Rights groups and residents later inspected the houses targeted, some with blood stains and damage from the shoot-out.
Police said the operation targeted a gang suspected of recruiting children and teenagers for drug trafficking, robberies, assaults and murders.
They said the sting grew out of a surveillance operation that obtained a warrant to wiretap suspects’ communications.
That led them to identify 21 gang members “responsible for ensuring the gang’s territorial dominance”, the police added.
The group “had set up a warstyle structure with hundreds of ‘soldiers’ equipped with rifles, pistols, grenades, bulletproof vests, camouflage fatigues and other military accessories”, they said.
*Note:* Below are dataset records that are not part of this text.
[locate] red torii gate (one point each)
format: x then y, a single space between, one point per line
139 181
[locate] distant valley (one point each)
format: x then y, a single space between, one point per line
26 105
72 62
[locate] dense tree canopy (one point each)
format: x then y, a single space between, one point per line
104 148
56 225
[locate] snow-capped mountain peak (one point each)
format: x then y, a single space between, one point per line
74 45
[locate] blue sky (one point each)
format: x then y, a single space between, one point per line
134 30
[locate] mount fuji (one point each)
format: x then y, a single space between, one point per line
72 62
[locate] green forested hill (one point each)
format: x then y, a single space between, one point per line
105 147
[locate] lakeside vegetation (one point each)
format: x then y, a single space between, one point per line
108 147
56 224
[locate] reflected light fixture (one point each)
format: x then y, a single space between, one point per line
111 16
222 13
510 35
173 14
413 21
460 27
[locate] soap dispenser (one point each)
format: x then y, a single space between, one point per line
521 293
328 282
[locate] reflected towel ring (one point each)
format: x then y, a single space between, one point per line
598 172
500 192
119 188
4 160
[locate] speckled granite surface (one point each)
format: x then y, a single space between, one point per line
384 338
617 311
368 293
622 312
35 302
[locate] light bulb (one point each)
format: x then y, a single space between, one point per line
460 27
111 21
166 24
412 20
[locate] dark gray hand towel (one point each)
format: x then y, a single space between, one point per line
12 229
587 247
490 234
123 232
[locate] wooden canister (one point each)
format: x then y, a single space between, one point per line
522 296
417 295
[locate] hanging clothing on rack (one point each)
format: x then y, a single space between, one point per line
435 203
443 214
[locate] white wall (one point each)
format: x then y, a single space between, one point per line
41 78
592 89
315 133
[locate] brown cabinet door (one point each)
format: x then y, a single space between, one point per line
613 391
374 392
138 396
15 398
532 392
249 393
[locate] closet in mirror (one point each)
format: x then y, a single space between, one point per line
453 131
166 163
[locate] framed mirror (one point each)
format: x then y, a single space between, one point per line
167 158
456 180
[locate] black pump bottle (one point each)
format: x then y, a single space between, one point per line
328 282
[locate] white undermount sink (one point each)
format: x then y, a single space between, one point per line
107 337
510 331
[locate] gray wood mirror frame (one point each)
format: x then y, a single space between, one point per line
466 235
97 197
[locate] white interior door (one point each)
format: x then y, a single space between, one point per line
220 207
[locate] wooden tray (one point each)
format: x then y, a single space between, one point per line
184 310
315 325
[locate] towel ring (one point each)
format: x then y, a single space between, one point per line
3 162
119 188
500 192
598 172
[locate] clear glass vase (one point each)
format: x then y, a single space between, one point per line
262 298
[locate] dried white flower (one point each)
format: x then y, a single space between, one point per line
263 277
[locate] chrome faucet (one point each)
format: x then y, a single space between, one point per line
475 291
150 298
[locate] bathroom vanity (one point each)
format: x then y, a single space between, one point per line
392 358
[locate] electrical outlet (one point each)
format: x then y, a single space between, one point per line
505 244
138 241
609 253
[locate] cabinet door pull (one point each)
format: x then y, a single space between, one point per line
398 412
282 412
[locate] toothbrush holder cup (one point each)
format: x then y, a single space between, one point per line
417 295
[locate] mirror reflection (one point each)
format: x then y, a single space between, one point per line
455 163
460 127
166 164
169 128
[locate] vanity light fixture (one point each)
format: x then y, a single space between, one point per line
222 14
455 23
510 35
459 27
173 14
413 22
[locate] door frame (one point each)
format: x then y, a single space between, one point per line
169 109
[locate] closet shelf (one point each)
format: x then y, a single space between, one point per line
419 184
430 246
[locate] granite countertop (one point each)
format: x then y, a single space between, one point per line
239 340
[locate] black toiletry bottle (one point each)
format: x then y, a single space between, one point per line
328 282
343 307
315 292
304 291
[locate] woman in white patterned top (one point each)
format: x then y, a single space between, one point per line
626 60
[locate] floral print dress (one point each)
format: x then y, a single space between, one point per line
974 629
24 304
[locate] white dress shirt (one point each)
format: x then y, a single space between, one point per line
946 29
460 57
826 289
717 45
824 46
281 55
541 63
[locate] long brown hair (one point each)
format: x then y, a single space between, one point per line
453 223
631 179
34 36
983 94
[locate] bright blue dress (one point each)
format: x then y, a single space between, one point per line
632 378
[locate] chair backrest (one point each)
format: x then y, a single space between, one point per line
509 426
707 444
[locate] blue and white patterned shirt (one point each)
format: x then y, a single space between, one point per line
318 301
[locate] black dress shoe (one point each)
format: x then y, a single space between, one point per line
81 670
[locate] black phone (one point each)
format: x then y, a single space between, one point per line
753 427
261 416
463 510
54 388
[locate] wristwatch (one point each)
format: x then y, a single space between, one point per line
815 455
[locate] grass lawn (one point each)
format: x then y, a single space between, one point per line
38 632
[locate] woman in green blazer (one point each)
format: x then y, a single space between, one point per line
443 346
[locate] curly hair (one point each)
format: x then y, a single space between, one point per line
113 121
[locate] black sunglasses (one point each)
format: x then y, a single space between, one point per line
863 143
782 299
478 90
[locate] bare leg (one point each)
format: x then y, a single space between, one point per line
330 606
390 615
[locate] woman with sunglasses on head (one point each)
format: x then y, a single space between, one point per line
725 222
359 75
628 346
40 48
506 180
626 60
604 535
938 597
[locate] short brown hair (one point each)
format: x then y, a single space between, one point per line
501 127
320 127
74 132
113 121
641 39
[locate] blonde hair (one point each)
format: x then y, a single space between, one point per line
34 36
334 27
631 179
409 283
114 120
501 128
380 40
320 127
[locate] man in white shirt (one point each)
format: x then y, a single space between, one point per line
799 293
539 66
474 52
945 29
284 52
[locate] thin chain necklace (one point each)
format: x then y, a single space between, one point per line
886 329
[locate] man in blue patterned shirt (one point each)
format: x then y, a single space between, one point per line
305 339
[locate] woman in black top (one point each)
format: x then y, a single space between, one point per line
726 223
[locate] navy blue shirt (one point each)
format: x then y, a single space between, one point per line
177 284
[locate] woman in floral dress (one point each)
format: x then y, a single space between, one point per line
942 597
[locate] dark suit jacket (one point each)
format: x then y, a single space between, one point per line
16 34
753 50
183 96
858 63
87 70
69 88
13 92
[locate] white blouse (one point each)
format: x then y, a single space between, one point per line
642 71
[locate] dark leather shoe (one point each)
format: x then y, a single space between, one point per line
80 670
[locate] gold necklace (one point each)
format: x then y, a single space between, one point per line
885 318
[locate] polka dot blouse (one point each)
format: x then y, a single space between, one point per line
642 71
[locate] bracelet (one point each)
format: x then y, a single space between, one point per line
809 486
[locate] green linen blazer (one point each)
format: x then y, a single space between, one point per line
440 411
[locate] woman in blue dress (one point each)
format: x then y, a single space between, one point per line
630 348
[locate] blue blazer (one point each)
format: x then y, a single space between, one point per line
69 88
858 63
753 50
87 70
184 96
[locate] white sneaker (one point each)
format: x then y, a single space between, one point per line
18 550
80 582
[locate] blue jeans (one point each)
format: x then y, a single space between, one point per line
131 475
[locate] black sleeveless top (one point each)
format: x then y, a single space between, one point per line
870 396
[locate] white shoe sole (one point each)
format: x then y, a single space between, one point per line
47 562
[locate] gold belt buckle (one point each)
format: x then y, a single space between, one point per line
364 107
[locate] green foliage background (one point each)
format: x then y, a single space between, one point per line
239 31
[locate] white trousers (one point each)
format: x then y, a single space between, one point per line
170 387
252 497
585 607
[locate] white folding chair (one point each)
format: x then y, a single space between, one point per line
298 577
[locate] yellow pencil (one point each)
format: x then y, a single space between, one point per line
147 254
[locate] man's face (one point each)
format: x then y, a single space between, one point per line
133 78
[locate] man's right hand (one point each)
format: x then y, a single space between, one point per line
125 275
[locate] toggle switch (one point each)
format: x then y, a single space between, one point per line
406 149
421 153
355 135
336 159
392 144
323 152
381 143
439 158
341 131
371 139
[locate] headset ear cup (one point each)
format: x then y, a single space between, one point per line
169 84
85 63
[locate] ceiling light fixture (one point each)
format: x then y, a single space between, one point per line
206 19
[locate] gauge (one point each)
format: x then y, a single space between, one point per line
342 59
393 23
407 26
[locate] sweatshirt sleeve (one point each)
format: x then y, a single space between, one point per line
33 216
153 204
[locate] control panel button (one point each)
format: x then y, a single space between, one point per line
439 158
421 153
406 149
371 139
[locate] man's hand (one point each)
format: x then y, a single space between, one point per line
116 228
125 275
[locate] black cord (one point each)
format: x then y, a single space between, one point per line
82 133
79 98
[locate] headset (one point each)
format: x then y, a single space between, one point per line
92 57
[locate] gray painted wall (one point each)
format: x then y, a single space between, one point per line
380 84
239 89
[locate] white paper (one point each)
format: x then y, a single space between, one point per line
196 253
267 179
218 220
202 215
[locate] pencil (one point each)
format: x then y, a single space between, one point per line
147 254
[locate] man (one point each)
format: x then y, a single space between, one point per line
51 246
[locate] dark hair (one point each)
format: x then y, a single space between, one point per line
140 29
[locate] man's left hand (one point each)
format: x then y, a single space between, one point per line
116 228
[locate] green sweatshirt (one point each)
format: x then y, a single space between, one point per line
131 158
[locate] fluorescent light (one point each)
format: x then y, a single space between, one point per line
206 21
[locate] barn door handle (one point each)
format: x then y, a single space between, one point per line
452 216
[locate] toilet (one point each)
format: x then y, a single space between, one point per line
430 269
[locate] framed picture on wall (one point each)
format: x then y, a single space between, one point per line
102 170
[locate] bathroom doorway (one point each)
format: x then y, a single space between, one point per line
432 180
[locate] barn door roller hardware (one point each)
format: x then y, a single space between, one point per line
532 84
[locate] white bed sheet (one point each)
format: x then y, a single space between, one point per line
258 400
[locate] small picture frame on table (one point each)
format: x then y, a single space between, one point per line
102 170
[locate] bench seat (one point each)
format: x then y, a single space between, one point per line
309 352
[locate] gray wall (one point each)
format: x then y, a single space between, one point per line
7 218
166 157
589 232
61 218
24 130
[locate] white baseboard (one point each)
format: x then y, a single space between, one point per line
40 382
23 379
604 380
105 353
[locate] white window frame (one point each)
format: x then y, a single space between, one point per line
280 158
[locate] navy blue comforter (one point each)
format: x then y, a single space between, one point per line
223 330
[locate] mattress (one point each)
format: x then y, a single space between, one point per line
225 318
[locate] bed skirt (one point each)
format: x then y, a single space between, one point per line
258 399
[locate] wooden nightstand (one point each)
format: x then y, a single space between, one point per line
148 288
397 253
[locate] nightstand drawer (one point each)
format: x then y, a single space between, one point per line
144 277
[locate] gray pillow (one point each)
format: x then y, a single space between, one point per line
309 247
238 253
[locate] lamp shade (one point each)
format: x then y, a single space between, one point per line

The neighbourhood is considered a base for the Comando Vermelho, or Red Command, the city’s biggest drug gang.
However, rights activists asked why recruiting minors – a common practice among Brazilian gangs – would lead to such a deadly raid.
There were also questions about the timing: the operation came despite a Supreme Court ruling barring police from carrying out such raids in Brazil’s impoverished favelas during the coronavirus pandemic except in “absolutely exceptional circumstances”.
Police did not immediately respond to a request for further information on what led to the raid.
Rio, a city of 6.7 million people, is notorious for its violence.
Rio de Janeiro state was placed under military intervention in 2018 in a bid to rein in the carnage, which includes a troubled history of deadly police shootings.
Last year, at least 1,245 people were killed by police in the state, according to ISP, Rio’s public security institute.